10話 柳沢⑧

 俺の言葉に軽くうなずき、柳沢は続けた。

「そう気付いてから俺は、最後の一発を放ち熟女ものにケリをつけた。最後の一発は記憶の中の祖母に似た女優を探したよ。……恥ずかしい話だが、泣きながらの一発だったな」

 自嘲するように柳沢は笑っていた。

「そこからは熟女ものには一切手を出してないってことか?」

「ああ。そこでAVを毎日2本観る、という自分に課した行為からも卒業した。今は……まあ今は豚箱ムショの中だからAVは観れないが……自分の好きな時に好きなAVを観て興奮している。やっと俺は今AVが好きだと胸を張って心から言えるよ」

 そう言うと柳沢は、座の皆に向かって軽く頭を下げた。


 座の皆からは軽く拍手が起こった。

 俺も心からそれに追従する。

「いや、良い話ってのは何回聞いても良いね!僕なんか感動しながら勃起してしまったよ」

 謙太と呼ばれた色男が言うと、隣の筋肉ダルマ長田も同意する。

「ほんまやな。大体の内容はワイも把握してるんやが……不思議なもんやな」

 そしてさらに向こうにいた別の男が口を開いた。

「マジでそれな!俺は初めて聞いたけど、面白かったぜ」

 身体は小柄で、表情も目もよく動く男だ。恐らくこの中で一番若いだろう。

「ふぉふぉ、慎太郎は柳沢さんとは同室で犬猿の仲なんじゃが、この座ではそうしたいざこざは関係ないからのう」

 この小柄で若い男は慎太郎というようだ。


 もう一人俺の真向かいには別の男がいた。長身で驚くほど表情の変化が見えない男だ。今も拍手はしていたが、柳沢の話に全くと言っていいほど表情を変化させなかった。

 まあここは豚箱だ。色んな人間がいるだろう。

「まあ……みんなも自分の好きなAVを追い求めることを忘れないで欲しい。大袈裟だけど、それは本当の自分を探す行為だと俺は思っている。……本当に好きなAVを見つけて最高の一発を抜く……それを目標としてこのムショ生活も頑張っていこうぜ」

 この場以外で冷静に聞いたなら、噴き出してしまうような柳沢の一言だったが、皆大真面目にうなずいていた。どうやらこれで柳沢の話は終わりのようだ。


「なあ、最後何か質問はあるかい?新入りさん」

 どうやら質疑応答のコーナーまで設けてくれる、親切な講義のようだ。

「……質問か、そうだな……」

 聞いてみたいことは色々あった。

 あんたどうせ童貞だろ?とか、せめて風俗くらいは行っといた方が良いんじゃねえのか?とか、様々な言葉が浮かんできたが、それがこの場にはふさわしくないものであることは俺も理解出来た。柳沢の話に不思議な感動を覚えたのは事実なのだ。
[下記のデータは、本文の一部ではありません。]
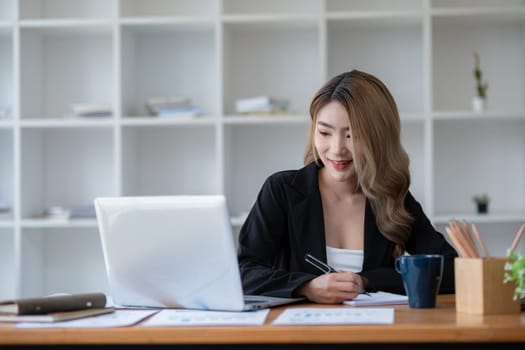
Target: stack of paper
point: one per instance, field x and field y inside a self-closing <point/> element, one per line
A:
<point x="261" y="104"/>
<point x="378" y="298"/>
<point x="91" y="110"/>
<point x="172" y="107"/>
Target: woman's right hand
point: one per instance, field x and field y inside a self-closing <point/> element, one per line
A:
<point x="332" y="288"/>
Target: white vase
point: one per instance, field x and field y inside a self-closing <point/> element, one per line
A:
<point x="479" y="104"/>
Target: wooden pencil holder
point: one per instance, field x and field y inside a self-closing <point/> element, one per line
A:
<point x="480" y="288"/>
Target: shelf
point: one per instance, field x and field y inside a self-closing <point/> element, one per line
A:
<point x="163" y="161"/>
<point x="55" y="257"/>
<point x="65" y="167"/>
<point x="455" y="40"/>
<point x="87" y="54"/>
<point x="7" y="267"/>
<point x="162" y="8"/>
<point x="263" y="53"/>
<point x="403" y="46"/>
<point x="185" y="67"/>
<point x="492" y="217"/>
<point x="57" y="9"/>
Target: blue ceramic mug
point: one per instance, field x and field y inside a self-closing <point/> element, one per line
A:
<point x="421" y="275"/>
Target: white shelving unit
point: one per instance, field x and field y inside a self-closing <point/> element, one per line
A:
<point x="54" y="53"/>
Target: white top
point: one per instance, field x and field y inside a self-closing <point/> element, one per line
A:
<point x="345" y="259"/>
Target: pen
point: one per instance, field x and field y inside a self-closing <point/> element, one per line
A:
<point x="325" y="268"/>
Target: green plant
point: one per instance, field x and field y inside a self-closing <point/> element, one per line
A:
<point x="481" y="86"/>
<point x="481" y="198"/>
<point x="515" y="272"/>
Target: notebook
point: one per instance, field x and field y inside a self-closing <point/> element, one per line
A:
<point x="173" y="251"/>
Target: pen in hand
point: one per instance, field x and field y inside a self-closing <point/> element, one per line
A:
<point x="325" y="268"/>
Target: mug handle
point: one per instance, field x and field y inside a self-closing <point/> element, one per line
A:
<point x="397" y="265"/>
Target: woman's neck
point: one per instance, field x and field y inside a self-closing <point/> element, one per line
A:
<point x="340" y="189"/>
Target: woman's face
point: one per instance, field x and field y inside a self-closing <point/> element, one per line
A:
<point x="333" y="142"/>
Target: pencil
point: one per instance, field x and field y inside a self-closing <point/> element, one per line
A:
<point x="480" y="241"/>
<point x="517" y="238"/>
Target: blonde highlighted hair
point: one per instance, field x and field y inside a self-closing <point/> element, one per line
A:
<point x="381" y="162"/>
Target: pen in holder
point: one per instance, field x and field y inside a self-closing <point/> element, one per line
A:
<point x="479" y="277"/>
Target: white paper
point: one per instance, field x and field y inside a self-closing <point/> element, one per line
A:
<point x="378" y="298"/>
<point x="335" y="316"/>
<point x="119" y="318"/>
<point x="184" y="317"/>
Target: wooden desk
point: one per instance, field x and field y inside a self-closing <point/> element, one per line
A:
<point x="412" y="328"/>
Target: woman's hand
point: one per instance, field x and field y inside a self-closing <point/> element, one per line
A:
<point x="332" y="288"/>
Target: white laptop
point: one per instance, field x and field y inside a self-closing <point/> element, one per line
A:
<point x="173" y="251"/>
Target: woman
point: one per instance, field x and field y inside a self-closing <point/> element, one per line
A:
<point x="349" y="205"/>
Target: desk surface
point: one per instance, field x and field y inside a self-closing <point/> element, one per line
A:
<point x="439" y="325"/>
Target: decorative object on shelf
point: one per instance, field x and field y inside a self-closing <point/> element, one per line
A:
<point x="482" y="202"/>
<point x="261" y="105"/>
<point x="176" y="106"/>
<point x="515" y="266"/>
<point x="479" y="102"/>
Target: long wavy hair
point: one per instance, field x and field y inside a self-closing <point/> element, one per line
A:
<point x="382" y="164"/>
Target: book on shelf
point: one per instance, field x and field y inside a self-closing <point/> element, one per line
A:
<point x="91" y="110"/>
<point x="176" y="106"/>
<point x="52" y="303"/>
<point x="261" y="104"/>
<point x="57" y="316"/>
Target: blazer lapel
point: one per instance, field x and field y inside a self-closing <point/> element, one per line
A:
<point x="307" y="216"/>
<point x="377" y="248"/>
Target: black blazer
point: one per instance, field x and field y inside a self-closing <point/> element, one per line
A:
<point x="286" y="222"/>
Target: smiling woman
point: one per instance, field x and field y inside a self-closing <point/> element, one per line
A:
<point x="352" y="195"/>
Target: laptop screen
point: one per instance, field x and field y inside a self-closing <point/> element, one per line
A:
<point x="170" y="251"/>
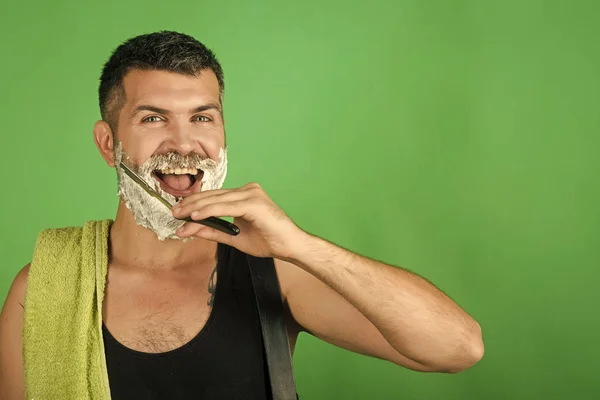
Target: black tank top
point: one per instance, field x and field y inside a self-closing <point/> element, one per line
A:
<point x="224" y="361"/>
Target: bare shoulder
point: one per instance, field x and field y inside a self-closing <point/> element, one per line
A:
<point x="16" y="294"/>
<point x="11" y="329"/>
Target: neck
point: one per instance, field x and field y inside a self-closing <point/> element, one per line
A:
<point x="134" y="245"/>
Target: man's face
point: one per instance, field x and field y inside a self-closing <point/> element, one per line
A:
<point x="171" y="131"/>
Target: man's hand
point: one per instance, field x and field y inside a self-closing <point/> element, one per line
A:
<point x="265" y="230"/>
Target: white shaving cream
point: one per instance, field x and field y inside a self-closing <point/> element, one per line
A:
<point x="147" y="210"/>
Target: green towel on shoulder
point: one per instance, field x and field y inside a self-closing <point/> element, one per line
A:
<point x="63" y="350"/>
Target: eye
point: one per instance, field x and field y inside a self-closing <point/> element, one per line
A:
<point x="201" y="118"/>
<point x="152" y="118"/>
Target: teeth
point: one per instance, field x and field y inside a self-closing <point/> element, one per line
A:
<point x="179" y="171"/>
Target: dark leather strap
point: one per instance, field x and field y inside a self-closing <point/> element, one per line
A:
<point x="275" y="338"/>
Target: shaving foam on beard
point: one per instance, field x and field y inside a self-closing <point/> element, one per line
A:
<point x="149" y="212"/>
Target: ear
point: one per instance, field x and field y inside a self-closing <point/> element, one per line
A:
<point x="103" y="137"/>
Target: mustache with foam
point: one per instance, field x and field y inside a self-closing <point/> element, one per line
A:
<point x="171" y="160"/>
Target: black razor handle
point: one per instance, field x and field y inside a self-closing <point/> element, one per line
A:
<point x="216" y="223"/>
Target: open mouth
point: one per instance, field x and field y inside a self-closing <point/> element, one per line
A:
<point x="179" y="182"/>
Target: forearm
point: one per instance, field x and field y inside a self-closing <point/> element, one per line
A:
<point x="416" y="318"/>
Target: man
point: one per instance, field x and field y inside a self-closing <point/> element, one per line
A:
<point x="177" y="318"/>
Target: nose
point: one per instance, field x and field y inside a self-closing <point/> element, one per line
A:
<point x="181" y="141"/>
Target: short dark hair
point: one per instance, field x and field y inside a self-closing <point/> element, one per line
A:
<point x="165" y="51"/>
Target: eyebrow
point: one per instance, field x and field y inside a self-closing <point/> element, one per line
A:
<point x="147" y="107"/>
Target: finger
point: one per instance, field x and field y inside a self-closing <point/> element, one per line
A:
<point x="204" y="232"/>
<point x="214" y="235"/>
<point x="184" y="210"/>
<point x="225" y="209"/>
<point x="200" y="195"/>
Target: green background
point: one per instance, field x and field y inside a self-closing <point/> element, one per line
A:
<point x="458" y="139"/>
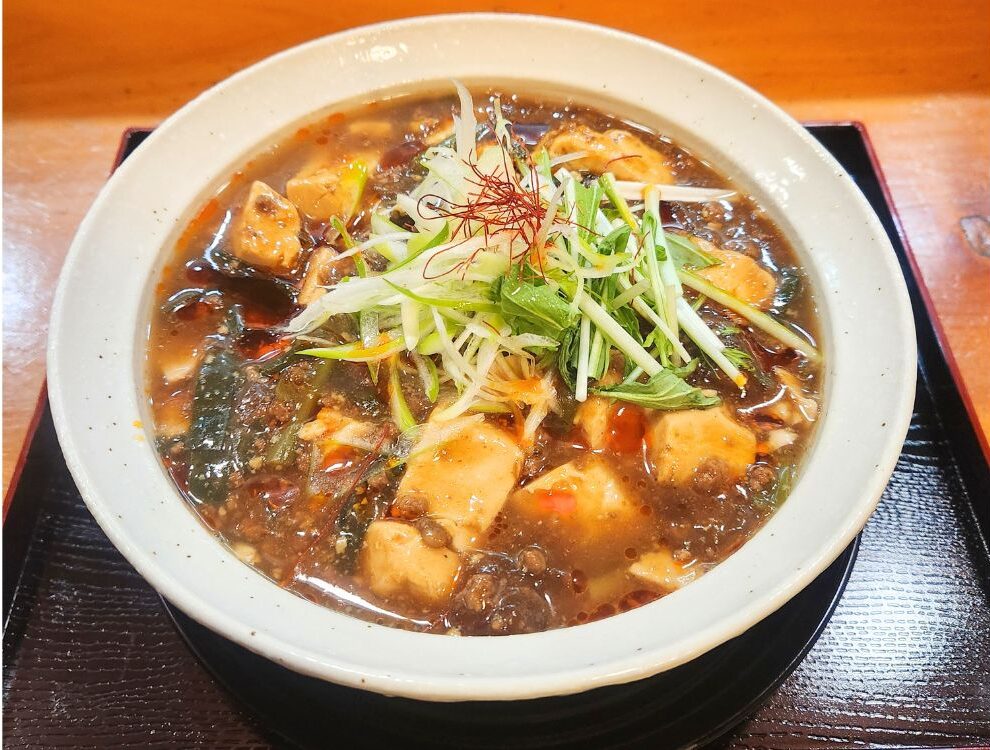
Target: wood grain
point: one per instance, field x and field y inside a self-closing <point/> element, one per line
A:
<point x="76" y="74"/>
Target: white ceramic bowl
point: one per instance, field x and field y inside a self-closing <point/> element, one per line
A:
<point x="101" y="312"/>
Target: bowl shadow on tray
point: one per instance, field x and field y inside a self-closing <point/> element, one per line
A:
<point x="689" y="706"/>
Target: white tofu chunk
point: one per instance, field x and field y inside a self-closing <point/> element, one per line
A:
<point x="681" y="442"/>
<point x="615" y="151"/>
<point x="661" y="569"/>
<point x="464" y="480"/>
<point x="583" y="496"/>
<point x="593" y="417"/>
<point x="324" y="190"/>
<point x="739" y="275"/>
<point x="266" y="232"/>
<point x="395" y="561"/>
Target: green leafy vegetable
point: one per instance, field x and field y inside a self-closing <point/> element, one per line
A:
<point x="684" y="252"/>
<point x="212" y="441"/>
<point x="529" y="307"/>
<point x="775" y="495"/>
<point x="614" y="242"/>
<point x="665" y="390"/>
<point x="788" y="285"/>
<point x="401" y="414"/>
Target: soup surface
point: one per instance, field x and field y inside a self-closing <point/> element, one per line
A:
<point x="482" y="366"/>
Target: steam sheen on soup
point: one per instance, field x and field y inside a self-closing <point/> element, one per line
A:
<point x="482" y="365"/>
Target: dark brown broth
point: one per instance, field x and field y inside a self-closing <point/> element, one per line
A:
<point x="272" y="524"/>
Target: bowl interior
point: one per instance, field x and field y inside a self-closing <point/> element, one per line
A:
<point x="96" y="352"/>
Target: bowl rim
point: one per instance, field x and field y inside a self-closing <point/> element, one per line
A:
<point x="418" y="682"/>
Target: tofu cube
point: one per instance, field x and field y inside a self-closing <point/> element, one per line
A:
<point x="661" y="569"/>
<point x="465" y="479"/>
<point x="585" y="499"/>
<point x="328" y="190"/>
<point x="396" y="562"/>
<point x="681" y="442"/>
<point x="615" y="151"/>
<point x="739" y="275"/>
<point x="593" y="417"/>
<point x="266" y="232"/>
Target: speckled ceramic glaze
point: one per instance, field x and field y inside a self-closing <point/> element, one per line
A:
<point x="101" y="312"/>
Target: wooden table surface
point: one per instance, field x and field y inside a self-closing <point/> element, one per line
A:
<point x="916" y="73"/>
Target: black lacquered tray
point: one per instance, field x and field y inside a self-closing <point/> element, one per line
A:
<point x="91" y="657"/>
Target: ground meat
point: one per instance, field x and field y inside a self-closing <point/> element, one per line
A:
<point x="710" y="476"/>
<point x="519" y="610"/>
<point x="533" y="560"/>
<point x="760" y="477"/>
<point x="478" y="592"/>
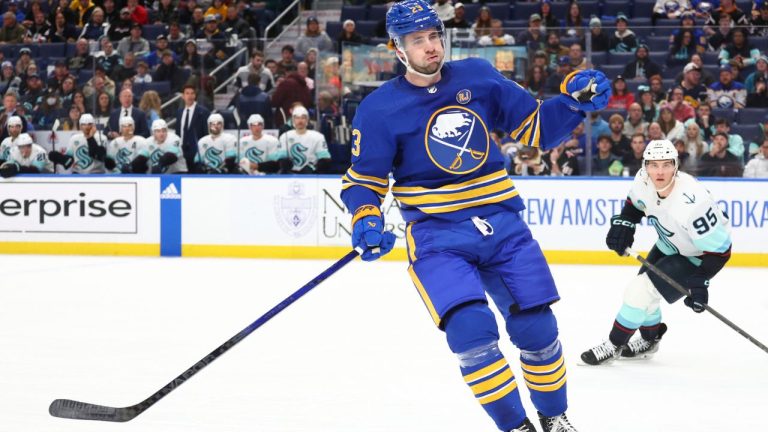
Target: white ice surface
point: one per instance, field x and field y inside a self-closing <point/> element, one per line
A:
<point x="357" y="354"/>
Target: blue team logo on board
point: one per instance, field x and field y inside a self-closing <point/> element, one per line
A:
<point x="463" y="96"/>
<point x="457" y="140"/>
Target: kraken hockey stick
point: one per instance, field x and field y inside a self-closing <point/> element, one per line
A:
<point x="66" y="408"/>
<point x="685" y="292"/>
「最近は……ムショに入る前は、どういうAVで抜いていたんだい?」

 俺の質問に座がおっ、という反応を示す。

 意外に今まで誰も尋ねてこなかった質問なのかもしれない。

「ああ、そうだな。……最近はAVではあんまり抜いてなかったな」

 思い出しながら、という感じで柳沢は答えた。

「は?オナニーをしていなかったってことか?」

「いやいや、普通のアイドルのMV(ミュージックビデオ)で抜いてたよ」

 ……何か俺が質問を間違えたのか?言葉を反芻すると、そうではなさそうだった。

「アイドルのMVで抜く?最近のアイドルのMVは過激な水着で踊ったりするのか?」

 そう尋ねた俺に、柳沢は初めて声を出して笑った。

「はは、そんな訳ないだろ!今はコンプラ、コンプラでメジャーなアイドルがちょっとスカートを短くしただけで批判が殺到する時代だぜ。可愛い女の子たちが普通の制服を着て普通に歌って踊るMVを観て、俺はオナニーをする、っていうだけの話だよ」




 ……ダメだ。どう考えても上級者過ぎて、俺にはとても理解出来ねえわ!






(つづく)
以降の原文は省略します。